You poor things! That sounds really frustrating!
I don’t recall living anywhere that had a muddy season, but most places I’ve lived were in town. I’ve heard people talk about the muddy season, but just never experienced it myself. You were smart taking off your heels to walk the rest of the way home in your bare feet. Feet are easier to clean up than good shoes. Besides, I’ve heard in them fancy beauty salons they do mud treatments to exfoliate the skin. You just need to tell yourself your feet got an expensive mud treatment for free.
We always said “the ground is rotten” when “the bottom falls out”. Freeze and thaw cycles really make a mess. Loggers are a group that really have lean times then. Frozen is better for hauling. This year is certainly different here. Our whole yard is soft from being frost heaved. Just stepping on it yesterday turned spots into mud. The moles have not helped. I rather suspect a new kind of mud problem is yet another trial for Helene survivors to.

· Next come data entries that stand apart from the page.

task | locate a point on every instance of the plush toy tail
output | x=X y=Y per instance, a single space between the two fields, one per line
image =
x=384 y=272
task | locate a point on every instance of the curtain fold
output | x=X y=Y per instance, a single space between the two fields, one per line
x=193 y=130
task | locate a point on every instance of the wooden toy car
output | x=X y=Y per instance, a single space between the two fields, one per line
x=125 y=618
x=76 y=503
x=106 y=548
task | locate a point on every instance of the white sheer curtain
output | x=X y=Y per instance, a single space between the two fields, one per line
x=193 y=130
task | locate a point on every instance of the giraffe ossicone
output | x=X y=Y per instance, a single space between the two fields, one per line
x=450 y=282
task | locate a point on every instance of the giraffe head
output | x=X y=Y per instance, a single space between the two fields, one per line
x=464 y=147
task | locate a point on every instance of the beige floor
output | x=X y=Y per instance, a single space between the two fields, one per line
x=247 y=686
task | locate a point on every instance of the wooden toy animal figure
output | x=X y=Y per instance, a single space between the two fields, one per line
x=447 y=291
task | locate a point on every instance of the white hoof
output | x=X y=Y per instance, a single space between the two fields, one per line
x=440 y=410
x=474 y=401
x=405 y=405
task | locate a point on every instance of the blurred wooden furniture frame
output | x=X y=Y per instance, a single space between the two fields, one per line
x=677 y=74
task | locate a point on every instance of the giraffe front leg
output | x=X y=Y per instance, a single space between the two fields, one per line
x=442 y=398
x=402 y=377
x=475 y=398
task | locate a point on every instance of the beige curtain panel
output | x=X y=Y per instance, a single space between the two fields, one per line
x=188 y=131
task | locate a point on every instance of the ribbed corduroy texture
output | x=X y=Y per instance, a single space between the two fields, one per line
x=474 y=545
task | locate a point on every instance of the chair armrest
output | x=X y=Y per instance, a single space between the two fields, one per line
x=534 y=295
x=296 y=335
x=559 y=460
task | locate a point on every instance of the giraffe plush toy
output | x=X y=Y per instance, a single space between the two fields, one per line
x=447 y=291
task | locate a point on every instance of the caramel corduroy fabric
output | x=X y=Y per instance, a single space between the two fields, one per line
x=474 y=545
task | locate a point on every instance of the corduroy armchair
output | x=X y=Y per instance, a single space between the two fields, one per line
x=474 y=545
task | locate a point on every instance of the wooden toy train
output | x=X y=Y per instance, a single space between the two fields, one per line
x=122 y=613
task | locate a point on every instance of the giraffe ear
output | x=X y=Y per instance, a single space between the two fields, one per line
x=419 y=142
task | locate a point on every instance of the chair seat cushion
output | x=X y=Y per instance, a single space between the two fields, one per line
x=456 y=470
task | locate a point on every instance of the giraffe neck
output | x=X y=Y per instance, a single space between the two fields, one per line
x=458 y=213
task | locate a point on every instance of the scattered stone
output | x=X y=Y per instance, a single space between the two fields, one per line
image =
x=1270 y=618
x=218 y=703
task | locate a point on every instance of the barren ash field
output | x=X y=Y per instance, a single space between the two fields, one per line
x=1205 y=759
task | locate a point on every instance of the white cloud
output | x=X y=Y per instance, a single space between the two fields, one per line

Yikes!!!! We don’t have a mud season for our neck of the woods, but we are having a ice skating time in our driveway. It’s solid ice with a little gravel poking through here and there, so walking it this morning was really dicey. And our driveway to our house goes downhill, so that adds to the “fun”.
It hasn’t been as muddy as it usually is here this time of year. That one little snow is about all the precipitation I’ve had, aside from a sprinkle of rain here and there. I guess it’s holding back, waiting for plowing and planting season.
My driveway doesn’t get muddy because nobody drives on it any more except the mail lady who only comes when I have a package that won’t fit in the mailbox (for some reason my mailbox is on an different road than the one I live on).
Same here! My husband always says “when this stuff melts” there isn’t going to be any ground under it. But the bright side is that melting ice and snow do more to really saturate the ground than any rain, so I’m great for it.
You are right, along with the moisture, it also puts a lot of nitrogen into the ground if the old time farmers were correct.
Oh dear. Hope that spongy sea of mud firms up soon. Take care.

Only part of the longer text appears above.